Twelve Local Heroes art trail opens at UC

27 January 2023

Wearing the same unique manaia around his neck as when his bronze statue was created in 2009, Tā Tipene O’Regan attended the official opening of the new Twelve Local Heroes Trail at the University of Canterbury (UC) today with his wife, Lady Sandra, and two of their mokopuna, Manuhaea Mamaru-O’Regan and Hemi Johnson who are both current UC students.

  • Tā Tipene O’Regan

    Tā Tipene O’Regan joined by Lady Sandra and their grandchildren and UC students Manuhaea Mamaru-O'Regan and Hemi Johnson.

Canterbury Museum has loaned the 12 statues to the university for two years, to celebrate UC’s 150th anniversary. Each bronze bust was placed at a site on campus that aligns to their contributions to Ōtautahi Christchurch.

Historian and Ngāi Tahu kaumatua Tā Tipene was the first Assistant Vice-Chancellor Māori at UC. His statue overlooks Te Ao Mārama, the building that houses Aotahi – School of Māori and Indigenous Studies, Kā Waimaero | Ngāi Tahu Centre and Te Waka Pākākano | Office of Māori, Pacific, and Equity.

The heroes were people from his generation, Tā Tipene said, and he remembered the moment he was invited to be one of the local heroes by Sir Miles Warren, Susan Wakefield and Ros Burdon, trustees of the Local Heroes Trust.

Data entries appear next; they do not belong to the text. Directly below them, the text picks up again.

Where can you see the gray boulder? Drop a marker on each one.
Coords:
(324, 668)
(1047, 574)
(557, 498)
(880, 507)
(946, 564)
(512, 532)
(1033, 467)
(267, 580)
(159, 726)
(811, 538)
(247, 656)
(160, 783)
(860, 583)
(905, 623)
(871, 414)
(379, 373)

He was pleased to see the statues installed on UC’s Ilam campus.  “It is gratifying to see them out in the open in this setting rather than languishing in a storeroom.”

The collection was created in 2009 and displayed at the Arts Centre until the Christchurch earthquakes. This is the first time the 12 artworks have been displayed publicly in more than a decade.

Tumu Whakarae | Vice-Chancellor Professor Cheryl de la Rey and Amokapua | Assistant Vice-Chancellor Engagement Brett Berquist welcomed family members of the 12 local heroes, as well as the sculptor, UC Fine Arts alumni Mark Whyte, and Director of Canterbury Museum Anthony Wright at a reception on campus.

Professor De la Rey thanked Tā Tipene for his contribution to UC, as the former AVC Māori but also in “helping to shape the History department” as a lecturer.  Tā Tipene is currently an Ahorangi Tauhere | Adjunct Professor at the University of Canterbury’s Kā Waimaero | Ngāi Tahu Centre.

She paid tribute to the 12 local heroes as inspirational leaders whose focus on social purpose contributed to the economic, social, cultural and sporting life of the city.

The local heroes have strong connections to UC. Half of them received honorary doctorates from UC, including political, social and local community activist, well-loved historian and writer, Elsie Locke, and father of the electronics and radio-communications industry in Christchurch Angus Tait, who both have UC buildings named in their honour.

Four are UC alumni including world-famous writer of magical stories and verse for children and young adults Margaret Mahy, artist, painter and craftsman William Sutton (who also taught Fine Arts at UC), founder of diabetes research Sir Donald Beaven and, again, Elsie Locke.

Diana, Lady Isaac and Sir Robertson (Bob) Stewart were generous donors, while Sir Miles Warren designed UC buildings and Charles Luney’s company built some of them.  

UC’s Facilities Management and Art Collections teams helped to make the project a reality.